We get awfully worried about what other people think, don’t we? I’ve created entire scenarios while taking care of business. I analyze possible thoughts of other people, automatically assuming they are sitting outside the bathroom door with a timer giving each other disapproving glances, and sighing as the minutes pass by. I just know they now realize I haven’t dashed in for a quick pee. They know now that I’m “doing #2.”  I imagine what the looks on their faces will be when I finally emerge knowing full well I will be avoiding eye contact with everyone.

In the meantime while you are on your 8th flush, your brain now is considering what story can you tell if they look at you with questioning eyes. Did the toilet not want to flush? Nope, can’t use that since they likely heard the toilet flush 14 times by the time you were done. How about “Gosh, what a line in there to wait on!” could work just long enough to get you away before they realize no one else has walked in there. Of course we just want to slip out quick without anyone seeing us. For me with the long red hair, I’m not so easy to hide in a crowd so I’m pretty sure everyone in the restaurant has tracked my progress and will all walk past me whispering “there she is, that’s the one that was in the bathroom 45 times tonight!”

All of these scenarios take place while still on the throne, so when you finally walk out those people you expected the disparaging glances and whispers from are gone. That stress is gone, but you still have to return to the person or people you left at the table. Now, if it’s your family you left, they know why you did so your worries are over. You can run and poop just as much as your little guts desire. However, if it’s a first date (romantic or otherwise) who has no idea yet about your disease, time to figure out what you are going to say. If the date is already a dud, then having an “upset stomach” is the perfect get-out-of-jail-free card! Problem solved!

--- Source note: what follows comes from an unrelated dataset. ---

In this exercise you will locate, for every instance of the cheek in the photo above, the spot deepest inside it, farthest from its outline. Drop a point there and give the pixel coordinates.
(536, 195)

However, if you think the date is going well and you like this person or people, you have to decide how much you want to share. It’s time for you to decide your own comfort level and how much you want to say and, how prepared you are a question and answer session. If it goes the Q&A route, I recommend taking that conversation outside the restaurant!


Hello and thank you for visiting my blog! I am a mixed bag all jumbled up with glitter writing a book, playing on ham radio (I'm WY7YL), being a Parrothead, making jewelry, running, reading, or running around with my camera taking pics of nature and my cats. This blog is a smattering of all of it!

5 thoughts on “The stories we tell ourselves about #2

  1. Katie, I love your humor and how you go into enough detail for readers to be able to say “She gets me. She’s been there.” I also love that reading out loud helped you see how you could make it better. This is a modest suggestion, but I would break the writing up into smaller paragraphs. That will make it easier to read. Also, I’m not sure that quote was mine, but it is a good one.

    1. Thanks Lisa! Well, if the quote wasn’t yours, it was where I heard it!! Thanks for the advice!!

  2. You are doing a wonderful job of adding humor to the things that people with bowel disease have to deal with on a daily basis and are not-so-humerous at the time!

  3. I am not familiar with this disease, so when you asked me to read this article it sure opened up my eyes on how much you have gone through! I love how you can always add humor in whatever you write because it makes reading about this subject so much better!